While I am not a fan of using employee surveys as replacement tool for solid management of people, I do believe in them. For the company that has lots to do because of their growing business, growth company guru Verne Harnish offers and interesting perpsective in his book Mastering the Rockefeller Habits. His perspective is covered in a chapter, and the subtitle to it is De-Hassle Your Organization.
The basic message is that the #1 demotivator for people is problems/hassles not getting resolved. His solution for listening, asking three questions to start:
What should we start doing?
What should we stop doing?
What should we continue doing?
The follow-up is key in any gathering feedback effort, and he covers it masterfully in his book so I will not recite it here. Harnish markets to growing companies, but any organization could leverage his wisdom. I love these questions.
I was facilitating a team building conversation with a group of twelve people. Half of them knew each other well and the other half were new team members who were working in regional offices. For the trust part of the session I asked each person to answer three questions and we went around the room to share answers. The three questions were:
Trust – do you give it automatically or do people have to earn it?
If you give it – how do they lose it? OR If people have to earn it – how do they earn it?
Bonus question: What are “forgiveness factors for you” – ie. If these factors are in place you will forgive trustBUSTING behavior.
There were two A-HA moments. The first was when someone shared her surprise that everyone did not share her answer to the first question. She thought everyone required people to earn trust. The second moment was from my perspective at the front of the room. I saw many of the new people taking note of what their new peers said about trust. For them, the information being shared was helping them understand how to establish solid relationships in a new organization.
So what is the impact of being slow to trust others? I like to focus on transitions(leadership and job) because this behavior will be most evident in the building of a new relationships.
For a new leader, people will sense your lack of trust because of the questions you ask and actions like taking work away from them or micromanaging. If they do not know why you are staying so close their likely response will be to lower their trust in you. This begins the slippery slope of eroding morale and engagement. It can be fixed, but it will take lots of effort on your part.

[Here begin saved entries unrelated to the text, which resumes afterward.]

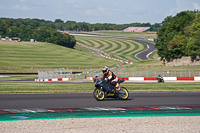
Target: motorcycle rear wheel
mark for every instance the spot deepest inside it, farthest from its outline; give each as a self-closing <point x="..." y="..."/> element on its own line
<point x="124" y="96"/>
<point x="98" y="95"/>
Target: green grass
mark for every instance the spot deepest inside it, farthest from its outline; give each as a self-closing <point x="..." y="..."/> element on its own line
<point x="22" y="56"/>
<point x="52" y="87"/>
<point x="127" y="34"/>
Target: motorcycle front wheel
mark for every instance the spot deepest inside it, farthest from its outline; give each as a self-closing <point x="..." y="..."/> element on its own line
<point x="98" y="94"/>
<point x="125" y="95"/>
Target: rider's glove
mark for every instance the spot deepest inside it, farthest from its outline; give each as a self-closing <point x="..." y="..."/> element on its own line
<point x="106" y="79"/>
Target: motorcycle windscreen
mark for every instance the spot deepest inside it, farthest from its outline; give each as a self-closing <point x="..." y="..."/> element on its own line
<point x="107" y="87"/>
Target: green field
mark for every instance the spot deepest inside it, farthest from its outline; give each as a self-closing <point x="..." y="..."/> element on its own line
<point x="23" y="57"/>
<point x="56" y="87"/>
<point x="127" y="34"/>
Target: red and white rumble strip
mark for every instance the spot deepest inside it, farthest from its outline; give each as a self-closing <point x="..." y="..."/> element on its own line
<point x="155" y="78"/>
<point x="56" y="79"/>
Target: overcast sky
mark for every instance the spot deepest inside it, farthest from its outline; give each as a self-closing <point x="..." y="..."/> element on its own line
<point x="97" y="11"/>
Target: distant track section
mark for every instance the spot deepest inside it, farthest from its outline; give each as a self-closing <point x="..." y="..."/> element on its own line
<point x="141" y="56"/>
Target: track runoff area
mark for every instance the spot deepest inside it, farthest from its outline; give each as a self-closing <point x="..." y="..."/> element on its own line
<point x="97" y="112"/>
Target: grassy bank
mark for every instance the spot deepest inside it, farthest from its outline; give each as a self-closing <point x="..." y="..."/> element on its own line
<point x="25" y="57"/>
<point x="63" y="87"/>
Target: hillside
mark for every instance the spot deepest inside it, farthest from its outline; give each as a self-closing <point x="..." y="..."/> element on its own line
<point x="31" y="57"/>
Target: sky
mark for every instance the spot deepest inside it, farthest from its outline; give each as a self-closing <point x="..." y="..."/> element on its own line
<point x="97" y="11"/>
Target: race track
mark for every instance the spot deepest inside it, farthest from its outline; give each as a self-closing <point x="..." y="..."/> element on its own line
<point x="78" y="100"/>
<point x="141" y="56"/>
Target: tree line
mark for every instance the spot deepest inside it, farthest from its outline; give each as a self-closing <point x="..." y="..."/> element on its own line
<point x="179" y="36"/>
<point x="39" y="30"/>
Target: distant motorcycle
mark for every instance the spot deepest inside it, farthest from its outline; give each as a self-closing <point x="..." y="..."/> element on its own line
<point x="104" y="89"/>
<point x="160" y="79"/>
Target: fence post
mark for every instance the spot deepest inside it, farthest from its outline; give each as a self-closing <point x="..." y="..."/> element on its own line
<point x="189" y="70"/>
<point x="174" y="70"/>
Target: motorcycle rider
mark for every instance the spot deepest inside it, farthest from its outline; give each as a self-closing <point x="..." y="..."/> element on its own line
<point x="108" y="75"/>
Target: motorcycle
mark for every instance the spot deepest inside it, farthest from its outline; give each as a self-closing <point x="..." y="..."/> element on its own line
<point x="104" y="89"/>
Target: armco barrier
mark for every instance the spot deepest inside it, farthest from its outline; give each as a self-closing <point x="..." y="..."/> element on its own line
<point x="155" y="78"/>
<point x="56" y="79"/>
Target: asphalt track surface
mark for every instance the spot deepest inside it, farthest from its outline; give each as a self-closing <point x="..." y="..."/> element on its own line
<point x="141" y="56"/>
<point x="79" y="100"/>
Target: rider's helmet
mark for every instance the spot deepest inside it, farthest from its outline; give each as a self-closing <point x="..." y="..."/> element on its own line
<point x="105" y="70"/>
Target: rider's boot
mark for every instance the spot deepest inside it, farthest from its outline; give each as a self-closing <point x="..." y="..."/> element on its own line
<point x="118" y="88"/>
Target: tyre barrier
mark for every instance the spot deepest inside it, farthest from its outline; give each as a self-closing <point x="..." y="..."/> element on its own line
<point x="55" y="79"/>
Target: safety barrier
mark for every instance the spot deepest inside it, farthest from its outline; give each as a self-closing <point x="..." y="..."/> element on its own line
<point x="55" y="79"/>
<point x="155" y="78"/>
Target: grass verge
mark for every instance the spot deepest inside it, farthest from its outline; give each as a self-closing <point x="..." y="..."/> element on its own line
<point x="65" y="87"/>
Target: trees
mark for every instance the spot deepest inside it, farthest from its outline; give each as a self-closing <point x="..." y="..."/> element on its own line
<point x="172" y="40"/>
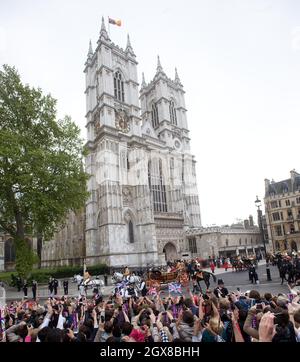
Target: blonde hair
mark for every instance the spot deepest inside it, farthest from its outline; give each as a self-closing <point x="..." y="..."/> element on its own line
<point x="216" y="325"/>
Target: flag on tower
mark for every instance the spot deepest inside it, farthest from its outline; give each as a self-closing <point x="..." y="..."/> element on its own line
<point x="117" y="22"/>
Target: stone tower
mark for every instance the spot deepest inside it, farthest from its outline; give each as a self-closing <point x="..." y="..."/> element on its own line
<point x="163" y="109"/>
<point x="143" y="193"/>
<point x="119" y="229"/>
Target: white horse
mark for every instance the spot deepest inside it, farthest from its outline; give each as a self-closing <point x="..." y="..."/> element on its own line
<point x="93" y="283"/>
<point x="117" y="277"/>
<point x="78" y="279"/>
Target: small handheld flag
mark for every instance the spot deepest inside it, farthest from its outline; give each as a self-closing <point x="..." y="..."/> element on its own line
<point x="152" y="291"/>
<point x="174" y="287"/>
<point x="117" y="22"/>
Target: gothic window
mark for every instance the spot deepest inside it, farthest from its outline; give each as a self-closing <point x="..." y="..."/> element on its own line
<point x="157" y="186"/>
<point x="119" y="86"/>
<point x="9" y="251"/>
<point x="294" y="245"/>
<point x="130" y="231"/>
<point x="173" y="116"/>
<point x="154" y="115"/>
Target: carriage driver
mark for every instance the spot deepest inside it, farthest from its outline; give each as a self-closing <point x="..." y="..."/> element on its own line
<point x="86" y="277"/>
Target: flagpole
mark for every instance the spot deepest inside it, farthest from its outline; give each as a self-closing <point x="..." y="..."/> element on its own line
<point x="108" y="26"/>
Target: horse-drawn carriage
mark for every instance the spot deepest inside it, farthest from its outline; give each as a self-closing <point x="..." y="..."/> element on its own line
<point x="157" y="278"/>
<point x="243" y="264"/>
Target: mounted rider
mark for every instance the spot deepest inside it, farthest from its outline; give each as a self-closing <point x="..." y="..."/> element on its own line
<point x="86" y="277"/>
<point x="126" y="273"/>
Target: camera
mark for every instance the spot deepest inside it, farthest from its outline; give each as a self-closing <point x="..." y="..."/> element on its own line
<point x="259" y="306"/>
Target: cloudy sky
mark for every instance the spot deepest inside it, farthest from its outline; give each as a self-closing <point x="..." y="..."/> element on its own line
<point x="239" y="62"/>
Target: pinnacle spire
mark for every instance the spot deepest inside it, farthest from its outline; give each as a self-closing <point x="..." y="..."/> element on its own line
<point x="103" y="32"/>
<point x="128" y="46"/>
<point x="177" y="80"/>
<point x="159" y="67"/>
<point x="128" y="42"/>
<point x="143" y="80"/>
<point x="90" y="53"/>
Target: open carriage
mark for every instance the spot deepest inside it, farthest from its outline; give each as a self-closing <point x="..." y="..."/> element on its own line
<point x="157" y="278"/>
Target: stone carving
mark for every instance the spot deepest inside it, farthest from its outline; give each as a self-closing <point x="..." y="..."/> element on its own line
<point x="127" y="195"/>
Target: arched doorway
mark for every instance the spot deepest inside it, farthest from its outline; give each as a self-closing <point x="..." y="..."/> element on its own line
<point x="170" y="252"/>
<point x="9" y="254"/>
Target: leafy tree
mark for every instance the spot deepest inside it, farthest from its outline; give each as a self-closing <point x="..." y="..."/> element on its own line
<point x="41" y="165"/>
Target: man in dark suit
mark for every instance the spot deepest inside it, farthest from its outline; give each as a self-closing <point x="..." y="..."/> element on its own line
<point x="25" y="288"/>
<point x="50" y="286"/>
<point x="221" y="291"/>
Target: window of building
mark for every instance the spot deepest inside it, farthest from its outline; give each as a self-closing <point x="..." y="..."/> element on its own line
<point x="154" y="115"/>
<point x="9" y="251"/>
<point x="172" y="110"/>
<point x="274" y="204"/>
<point x="119" y="86"/>
<point x="192" y="245"/>
<point x="278" y="230"/>
<point x="157" y="186"/>
<point x="130" y="231"/>
<point x="276" y="216"/>
<point x="294" y="245"/>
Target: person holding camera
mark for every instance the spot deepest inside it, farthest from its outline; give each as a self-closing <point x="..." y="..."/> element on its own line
<point x="221" y="291"/>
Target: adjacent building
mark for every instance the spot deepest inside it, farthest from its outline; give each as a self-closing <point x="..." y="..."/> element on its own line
<point x="282" y="205"/>
<point x="242" y="239"/>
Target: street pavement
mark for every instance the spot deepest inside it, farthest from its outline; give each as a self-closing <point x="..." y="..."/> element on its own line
<point x="232" y="280"/>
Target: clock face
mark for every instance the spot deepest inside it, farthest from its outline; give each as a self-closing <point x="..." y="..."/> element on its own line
<point x="122" y="121"/>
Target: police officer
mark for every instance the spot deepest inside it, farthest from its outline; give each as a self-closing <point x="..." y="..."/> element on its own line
<point x="55" y="286"/>
<point x="66" y="287"/>
<point x="25" y="288"/>
<point x="50" y="286"/>
<point x="34" y="287"/>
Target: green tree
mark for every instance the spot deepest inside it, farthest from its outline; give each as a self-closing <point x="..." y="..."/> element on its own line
<point x="41" y="165"/>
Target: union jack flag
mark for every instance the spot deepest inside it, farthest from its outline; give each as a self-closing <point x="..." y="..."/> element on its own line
<point x="152" y="291"/>
<point x="120" y="286"/>
<point x="175" y="287"/>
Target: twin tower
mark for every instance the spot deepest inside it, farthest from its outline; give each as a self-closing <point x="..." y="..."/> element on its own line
<point x="143" y="189"/>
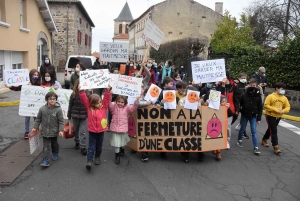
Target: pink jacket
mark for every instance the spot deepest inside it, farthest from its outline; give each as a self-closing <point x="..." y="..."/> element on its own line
<point x="97" y="120"/>
<point x="119" y="122"/>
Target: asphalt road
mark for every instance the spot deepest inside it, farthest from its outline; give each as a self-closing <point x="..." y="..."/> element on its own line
<point x="240" y="175"/>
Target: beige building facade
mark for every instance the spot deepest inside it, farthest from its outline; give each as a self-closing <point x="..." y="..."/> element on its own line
<point x="178" y="19"/>
<point x="26" y="28"/>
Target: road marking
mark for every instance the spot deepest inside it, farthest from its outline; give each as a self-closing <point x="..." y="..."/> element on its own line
<point x="290" y="127"/>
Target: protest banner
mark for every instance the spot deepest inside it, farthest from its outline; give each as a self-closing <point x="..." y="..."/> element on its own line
<point x="33" y="97"/>
<point x="114" y="52"/>
<point x="34" y="141"/>
<point x="208" y="71"/>
<point x="152" y="34"/>
<point x="126" y="85"/>
<point x="94" y="79"/>
<point x="16" y="77"/>
<point x="179" y="130"/>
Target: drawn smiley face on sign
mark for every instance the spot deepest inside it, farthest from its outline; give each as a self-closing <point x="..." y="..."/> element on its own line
<point x="154" y="92"/>
<point x="214" y="127"/>
<point x="192" y="97"/>
<point x="169" y="97"/>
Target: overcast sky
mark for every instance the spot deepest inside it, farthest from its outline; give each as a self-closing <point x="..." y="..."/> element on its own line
<point x="103" y="12"/>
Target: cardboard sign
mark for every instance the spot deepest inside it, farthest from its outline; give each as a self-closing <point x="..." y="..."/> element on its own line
<point x="126" y="85"/>
<point x="180" y="130"/>
<point x="34" y="141"/>
<point x="16" y="77"/>
<point x="33" y="97"/>
<point x="192" y="100"/>
<point x="170" y="99"/>
<point x="152" y="34"/>
<point x="94" y="79"/>
<point x="208" y="71"/>
<point x="114" y="52"/>
<point x="153" y="93"/>
<point x="214" y="99"/>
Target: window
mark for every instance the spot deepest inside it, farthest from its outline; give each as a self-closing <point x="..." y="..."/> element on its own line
<point x="23" y="14"/>
<point x="17" y="66"/>
<point x="79" y="37"/>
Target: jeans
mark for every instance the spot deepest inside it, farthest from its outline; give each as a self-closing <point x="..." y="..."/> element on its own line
<point x="253" y="122"/>
<point x="49" y="143"/>
<point x="272" y="129"/>
<point x="27" y="123"/>
<point x="95" y="145"/>
<point x="80" y="128"/>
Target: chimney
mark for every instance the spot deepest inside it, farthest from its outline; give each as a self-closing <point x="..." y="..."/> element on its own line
<point x="219" y="7"/>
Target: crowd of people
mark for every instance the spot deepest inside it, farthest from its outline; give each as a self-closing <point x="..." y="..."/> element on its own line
<point x="88" y="108"/>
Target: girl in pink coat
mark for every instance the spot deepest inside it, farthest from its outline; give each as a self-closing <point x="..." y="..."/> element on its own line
<point x="119" y="124"/>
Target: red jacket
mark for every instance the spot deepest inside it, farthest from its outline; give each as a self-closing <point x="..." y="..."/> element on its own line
<point x="97" y="120"/>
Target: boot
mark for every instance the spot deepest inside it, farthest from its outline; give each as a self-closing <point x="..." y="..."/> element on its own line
<point x="218" y="155"/>
<point x="277" y="150"/>
<point x="117" y="158"/>
<point x="264" y="142"/>
<point x="89" y="164"/>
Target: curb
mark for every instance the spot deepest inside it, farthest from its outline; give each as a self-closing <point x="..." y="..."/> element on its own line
<point x="12" y="103"/>
<point x="288" y="117"/>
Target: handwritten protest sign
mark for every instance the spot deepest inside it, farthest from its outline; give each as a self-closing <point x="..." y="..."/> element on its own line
<point x="114" y="52"/>
<point x="33" y="97"/>
<point x="34" y="141"/>
<point x="94" y="79"/>
<point x="126" y="85"/>
<point x="16" y="77"/>
<point x="208" y="71"/>
<point x="152" y="34"/>
<point x="179" y="130"/>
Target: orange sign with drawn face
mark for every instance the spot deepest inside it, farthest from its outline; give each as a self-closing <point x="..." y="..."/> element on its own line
<point x="154" y="92"/>
<point x="169" y="97"/>
<point x="192" y="97"/>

A good move for a leader is just to be open about it. It could be as simple and direct as saying “I need to see the work your capable of so that I understand what skills you have and what you need from me in terms of support and development.” By putting it on the table your motives become known and might even provide a way for your new people to manage you by keeping you in the loop on things. Remember, your people will judge you based on your actions NOT your intentions.
For a new employee, your peers need to get to know you and being slow to extend trust will slow the building of new relationships. You will need to trust somebody. When I hired people with low trust (we assessed this as part of the interviewing process) I made specific moves during the selection and onboarding process to earn their trust. Things like never missing a committed deadline, over communicating, and being transparent about what was happening. If there is not a onboarding process in place to support your need to build trust quickly, find a way to fulfill your own needs to build those relationships.
For anyone, transparency is the best policy to counteract this behavior. If you are open it can be handled. A good onboarding program greatly lessens the effect of this because trust is being built from the beginning and this should cease to be an issue.
TrustBUSTER™ 1: Talks negatively about teammates behind their backs
Every leader has he said/she said stories where someone says something out of the earshot of another that is perceived as negative. It is no wonder that Patrick Lencioni’s first two dysfunctions in his book The Five Dysfunctions of a Team are the absence of trust and inability to manage conflict. So how can you prevent this in your team?
Susan Scott makes the point in her book Fierce Conversations that “As a leader, you get what you tolerate.” Complaining requires a talker and a listener. If you listen and let it go you are tolerating it. The best way to stop it is to have zero tolerance for it. When you hear it, encourage the person to address their concerns directly with the person or drop it. If it continues then it needs to be dealt with as a performance issue.
In addition, recognize that most teams and individuals are not skilled at directly giving or receiving negative feedback, which forces disagreements to be internalized or appear as complaints that are passed around people and not directly to them. Make attainment of this skill a priority for your team. Even just reading and discussing the book Fierce Conversations by Susan Scott will go a long way towards helping people learn the skills that will help bring complaints into the open.